DenseTensorField#

class fields.tensors.DenseTensorField(grid: GridBase, component: FieldComponent, signature: Sequence[Literal[1, -1]] | None = None)[source]#

A dense tensor field with a defined rank and tensor signature over a structured grid.

DenseTensorField represents a tensor-valued field defined continuously across a structured coordinate grid. Each field stores its data in a single FieldComponent, with tensor structure encoded in the trailing dimensions of the buffer.

Tensor indices are explicitly tracked using a signature, which defines whether each index is covariant (−1) or contravariant (+1). This signature is used to apply correct transformations under coordinate operations, including gradient, divergence, index raising/lowering, and contraction.

This class extends DenseField with tensor semantics, automatic index handling, and support for symbolic dependence metadata.

See also

DenseField, FieldComponent, validate_rank_signature()

Methods

__init__(grid, component[, signature])

Initialize a dense tensor field over a structured coordinate grid.

adjust_tensor_signature(indices[, ...])

Adjust the variance (covariant or contravariant) of multiple tensor indices.

as_array()

Return the underlying buffer as a NumPy array.

as_unyt_array()

Return the underlying buffer as a unyt array with units.

contract_with_metric(index[, mode, out, ...])

Contract this tensor field with the metric or inverse metric tensor.

determine_op_dependence(opname, *args, **kwargs)

Infer the symbolic coordinate dependence resulting from a differential operation.

element_wise_laplacian([out, Lterm_field, ...])

Compute the element-wise Laplacian of the field.

element_wise_partial_derivatives([out, ...])

Compute the element-wise partial derivatives of the field.

from_array(*args[, signature])

Construct a FieldComponent from an existing array-like object.

from_function(*args[, signature])

Construct a FieldComponent by evaluating a function on the grid.

full(*args[, signature])

Create a dense field filled with a fill value.

full_like(other, *args, **kwargs)

Create a full-valued component with the same grid, axes, and element shape as another.

gradient([basis, inverse_metric_field, out, ...])

Compute the covariant or contravariant gradient of this field.

lower_index(index[, metric_field, out, ...])

Lower a single contravariant index of this tensor field.

ones(*args[, signature])

Create a dense field filled with ones.

ones_like(other, *args, **kwargs)

Create a one-filled component with the same grid, axes, and element shape as another.

raise_index(index[, inverse_metric_field, ...])

Raise a single covariant index of this tensor field.

scalar_laplacian(*args, **kwargs)

Alias for element_wise_laplacian().

validate_component(index, component)

Validate a single field component and its index.

validate_components(components)

Validate all components in a dictionary for consistency with the field.

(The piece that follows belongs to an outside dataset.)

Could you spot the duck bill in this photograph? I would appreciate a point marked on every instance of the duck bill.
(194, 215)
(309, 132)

vector_divergence([Dterm_field, ...])

Compute the divergence of a vector field.

zeros(*args[, signature])

Create a dense field filled with zeros.

zeros_like(other, *args, **kwargs)

Create a zero-filled component with the same grid, axes, and element shape as another.

Attributes

axes

The spatial axes along which this field component is defined.

buffer

The internal buffer storing this field’s data.

components

Read-only dictionary of field components.

coordinate_system

The coordinate system (e.g. a subclass of OrthogonalCoordinateSystem) which underlies this grid.

dependence

The symbolic coordinate dependence object for this tensor field.

dtype

The data type of the elements stored in the buffer.

element_ndim

Number of trailing element-wise dimensions (e.g., vector or tensor structure).

element_shape

The shape of the element-wise structure (e.g., vector or tensor components).

element_size

Total number of element-wise components.

grid

The structured grid associated with this field.

is_covector

Whether this tensor is a covector (rank-1, covariant).

is_scalar

Whether this tensor is a scalar (rank-0).

is_vector

Whether this tensor is a vector (rank-1, contravariant).

naxes

Number of spatial axes the field is defined over.

ndim

Total number of dimensions in the field buffer.

rank

The rank [number of indices] of the tensor.

shape

The shape of the full data array, including spatial and element dimensions.

signature

The tensor signature specifying variance of each index.

size

Total number of elements in the buffer.

spatial_ndim

Number of spatial dimensions (i.e., number of named axes).

spatial_shape

The shape of the field over the spatial axes (grid-aligned dimensions).

spatial_size

Total number of spatial elements (grid cells).

tensor_class

Return the (p, q) signature of the tensor.

units

Physical units attached to the buffer data, if defined.